Sydney’s first Gay and Lesbian Mardi Gras took place on the night of 24 June 1978. The original plan was to parade down Oxford Street from Taylor Square towards Hyde Park. A truck driven by Lance Gowland led revellers along the route.

When Gowland parked the truck on College Street, police shut the event down. Rather than dispersing, parade participants made their way up William Street to Kings Cross; 53 people were subsequently arrested during an ensuing riot on Darlinghurst Road.

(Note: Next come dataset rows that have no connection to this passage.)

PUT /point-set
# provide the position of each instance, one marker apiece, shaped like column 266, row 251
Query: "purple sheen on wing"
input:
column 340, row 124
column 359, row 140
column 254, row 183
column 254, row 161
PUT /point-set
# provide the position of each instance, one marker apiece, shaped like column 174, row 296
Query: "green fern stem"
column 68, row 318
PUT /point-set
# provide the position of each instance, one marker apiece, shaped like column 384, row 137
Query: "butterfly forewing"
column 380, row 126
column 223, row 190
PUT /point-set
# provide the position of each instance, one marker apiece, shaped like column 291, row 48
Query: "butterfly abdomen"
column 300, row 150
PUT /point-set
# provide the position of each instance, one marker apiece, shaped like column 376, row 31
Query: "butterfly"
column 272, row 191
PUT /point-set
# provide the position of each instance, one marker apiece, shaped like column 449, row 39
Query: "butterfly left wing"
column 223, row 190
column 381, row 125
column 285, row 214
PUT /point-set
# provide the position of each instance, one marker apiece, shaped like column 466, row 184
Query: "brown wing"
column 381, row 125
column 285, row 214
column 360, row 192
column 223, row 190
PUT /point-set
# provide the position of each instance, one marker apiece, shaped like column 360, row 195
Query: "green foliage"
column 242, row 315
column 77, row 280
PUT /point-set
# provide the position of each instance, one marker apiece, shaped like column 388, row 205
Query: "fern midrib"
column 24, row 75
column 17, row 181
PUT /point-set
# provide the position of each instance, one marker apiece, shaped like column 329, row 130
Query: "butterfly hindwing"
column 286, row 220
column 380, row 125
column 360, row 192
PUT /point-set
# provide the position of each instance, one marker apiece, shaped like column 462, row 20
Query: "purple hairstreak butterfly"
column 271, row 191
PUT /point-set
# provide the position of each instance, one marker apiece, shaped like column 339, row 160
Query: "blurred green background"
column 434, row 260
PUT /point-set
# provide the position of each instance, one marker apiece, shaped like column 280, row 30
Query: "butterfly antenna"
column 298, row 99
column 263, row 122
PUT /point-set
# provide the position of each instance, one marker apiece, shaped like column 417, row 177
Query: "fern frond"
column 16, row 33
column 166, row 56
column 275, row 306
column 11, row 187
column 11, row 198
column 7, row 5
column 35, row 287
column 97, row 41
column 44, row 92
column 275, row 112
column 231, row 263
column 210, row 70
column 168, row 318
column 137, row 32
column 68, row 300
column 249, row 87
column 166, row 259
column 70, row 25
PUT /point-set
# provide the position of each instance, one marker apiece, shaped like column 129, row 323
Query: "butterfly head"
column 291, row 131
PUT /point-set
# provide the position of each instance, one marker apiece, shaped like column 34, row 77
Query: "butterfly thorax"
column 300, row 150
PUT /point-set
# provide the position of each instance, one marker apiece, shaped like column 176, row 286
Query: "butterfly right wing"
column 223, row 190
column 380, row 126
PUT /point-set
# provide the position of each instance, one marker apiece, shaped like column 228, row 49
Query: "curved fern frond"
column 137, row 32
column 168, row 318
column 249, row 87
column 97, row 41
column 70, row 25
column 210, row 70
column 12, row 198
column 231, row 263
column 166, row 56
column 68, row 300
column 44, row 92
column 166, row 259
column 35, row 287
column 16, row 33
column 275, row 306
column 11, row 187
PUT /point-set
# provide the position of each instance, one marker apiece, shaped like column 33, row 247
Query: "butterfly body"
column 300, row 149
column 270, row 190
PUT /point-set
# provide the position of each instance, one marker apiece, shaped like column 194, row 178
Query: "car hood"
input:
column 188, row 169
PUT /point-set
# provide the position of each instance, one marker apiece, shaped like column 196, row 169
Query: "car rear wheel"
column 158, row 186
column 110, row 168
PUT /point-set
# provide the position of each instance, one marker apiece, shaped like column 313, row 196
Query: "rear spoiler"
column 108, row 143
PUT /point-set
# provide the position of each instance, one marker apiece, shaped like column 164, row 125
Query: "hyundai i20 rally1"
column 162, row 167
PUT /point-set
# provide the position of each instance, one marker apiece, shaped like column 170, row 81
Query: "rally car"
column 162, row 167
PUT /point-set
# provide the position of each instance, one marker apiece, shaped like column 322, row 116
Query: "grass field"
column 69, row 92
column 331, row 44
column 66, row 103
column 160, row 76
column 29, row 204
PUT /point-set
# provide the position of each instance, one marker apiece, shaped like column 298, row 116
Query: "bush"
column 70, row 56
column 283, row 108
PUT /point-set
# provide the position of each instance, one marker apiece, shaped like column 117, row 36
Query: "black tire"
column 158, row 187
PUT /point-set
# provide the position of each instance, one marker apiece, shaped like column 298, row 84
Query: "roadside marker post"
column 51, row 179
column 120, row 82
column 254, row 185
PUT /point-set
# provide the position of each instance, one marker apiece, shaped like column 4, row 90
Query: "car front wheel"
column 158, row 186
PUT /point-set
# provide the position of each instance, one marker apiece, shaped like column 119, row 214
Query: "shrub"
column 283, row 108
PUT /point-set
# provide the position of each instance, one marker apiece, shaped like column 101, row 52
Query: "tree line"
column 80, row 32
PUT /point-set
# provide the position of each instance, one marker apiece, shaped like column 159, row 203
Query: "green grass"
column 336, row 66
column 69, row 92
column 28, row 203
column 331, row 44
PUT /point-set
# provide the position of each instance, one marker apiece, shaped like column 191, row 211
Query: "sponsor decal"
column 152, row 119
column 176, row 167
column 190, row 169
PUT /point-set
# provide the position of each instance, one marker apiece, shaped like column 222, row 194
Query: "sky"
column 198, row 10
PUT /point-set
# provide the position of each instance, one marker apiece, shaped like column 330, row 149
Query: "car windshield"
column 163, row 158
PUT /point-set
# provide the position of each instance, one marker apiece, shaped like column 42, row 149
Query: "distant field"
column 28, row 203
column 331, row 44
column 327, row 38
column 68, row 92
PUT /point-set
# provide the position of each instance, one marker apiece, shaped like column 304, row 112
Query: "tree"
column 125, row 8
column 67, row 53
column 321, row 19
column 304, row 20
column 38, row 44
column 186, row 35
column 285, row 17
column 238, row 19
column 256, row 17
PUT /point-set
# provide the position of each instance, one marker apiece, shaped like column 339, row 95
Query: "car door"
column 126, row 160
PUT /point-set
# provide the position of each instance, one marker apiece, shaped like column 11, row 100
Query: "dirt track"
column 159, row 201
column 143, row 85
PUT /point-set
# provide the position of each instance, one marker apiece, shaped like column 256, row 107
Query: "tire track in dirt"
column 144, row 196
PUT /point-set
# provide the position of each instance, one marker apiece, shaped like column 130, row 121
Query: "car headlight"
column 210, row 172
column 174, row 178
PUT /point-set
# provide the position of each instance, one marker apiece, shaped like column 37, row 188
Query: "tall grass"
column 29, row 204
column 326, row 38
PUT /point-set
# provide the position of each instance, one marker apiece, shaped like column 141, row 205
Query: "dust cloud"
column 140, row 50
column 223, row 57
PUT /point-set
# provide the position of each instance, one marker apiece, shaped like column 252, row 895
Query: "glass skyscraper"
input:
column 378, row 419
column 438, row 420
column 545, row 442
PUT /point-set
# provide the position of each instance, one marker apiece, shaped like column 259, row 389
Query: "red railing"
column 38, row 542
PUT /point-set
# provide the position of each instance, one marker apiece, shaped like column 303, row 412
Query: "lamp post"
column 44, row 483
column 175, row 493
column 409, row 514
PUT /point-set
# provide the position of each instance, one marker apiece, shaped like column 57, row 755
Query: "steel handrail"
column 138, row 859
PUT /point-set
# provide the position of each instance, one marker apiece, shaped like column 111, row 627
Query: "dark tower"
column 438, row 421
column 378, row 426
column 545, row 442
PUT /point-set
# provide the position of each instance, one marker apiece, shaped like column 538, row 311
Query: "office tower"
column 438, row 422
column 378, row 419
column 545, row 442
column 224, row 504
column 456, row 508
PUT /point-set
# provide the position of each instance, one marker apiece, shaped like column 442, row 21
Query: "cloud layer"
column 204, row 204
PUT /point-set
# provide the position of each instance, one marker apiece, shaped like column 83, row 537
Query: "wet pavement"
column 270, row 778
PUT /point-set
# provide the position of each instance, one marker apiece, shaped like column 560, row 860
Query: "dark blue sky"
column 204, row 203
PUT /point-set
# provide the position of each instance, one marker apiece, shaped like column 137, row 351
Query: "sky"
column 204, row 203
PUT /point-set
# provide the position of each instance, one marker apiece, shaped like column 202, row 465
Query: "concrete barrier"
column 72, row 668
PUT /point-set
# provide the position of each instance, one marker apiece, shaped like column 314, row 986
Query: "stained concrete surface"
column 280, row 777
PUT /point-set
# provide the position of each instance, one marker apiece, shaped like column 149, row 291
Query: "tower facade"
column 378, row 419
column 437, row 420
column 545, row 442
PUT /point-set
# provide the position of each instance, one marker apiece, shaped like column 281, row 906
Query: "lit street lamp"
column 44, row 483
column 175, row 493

In the early 1980s, the date of the Mardi Gras parade was moved from winter to autumn and the route was reversed and extended. Thousands of spectators flock to see the Mardi Gras parade along Oxford Street every year.

Taylor Square

In 1907, the first stage in the widening of Oxford Street took place. The Victoria Hotel at the juncture of Bourke, Flinders and Oxford streets was demolished and a new civic space was created and named Taylor Square in 1908, after alderman Allen Taylor, lord mayor of Sydney 1905–06 and 1909–12.

Allen Taylor was the driving force behind an ambitious civic beautification scheme for central Sydney that included slum clearance, road widening and parks. By World War I Oxford Street had morphed into a boulevard that joined the city to the suburbs to its east.

The Burdekin

The Burdekin Hotel is an important visual landmark at the western end of Oxford Street. It marks the beginning of the street. This corner site has historical significance as it has been occupied almost continuously by a hotel since the 1840s. The existing building is an extensive art deco refurbishment of an earlier Edwardianera building, carried out in the late 1930s.

The Oxford

The Oxford Hotel has a long history of supporting the LGBTQ+ community. The hotel was also at the centre of the alternative music scene in Sydney. They say that in 1976, Australia’s first punk band, Radio Birdman, approached the owners of the hotel. They proposed to take over the venue on the weekends “on the basis that the hotel keep the bar takings and the bands keep the proceeds of the door entry”.

Radio Birdman named the Oxford Tavern venue the Funhouse — with a name inspired by Iggy Pop. This venue became a place for anti-establishment bands to play. The hotel is opposite another famous venue, The Courthouse, aptly named for its proximity to the Darlinghurst Courthouse.

The Albury

The Albury Hotel became a gay pub in 1980. Shirtless, muscled bartenders and outrageous drag shows made it an extremely popular venue with gay men well into the 1990s. The Albury’s closure in 2000 and the conversion of the building into shops and offices was seen by many as a sign that the glory days of the ‘Golden Mile’ were over.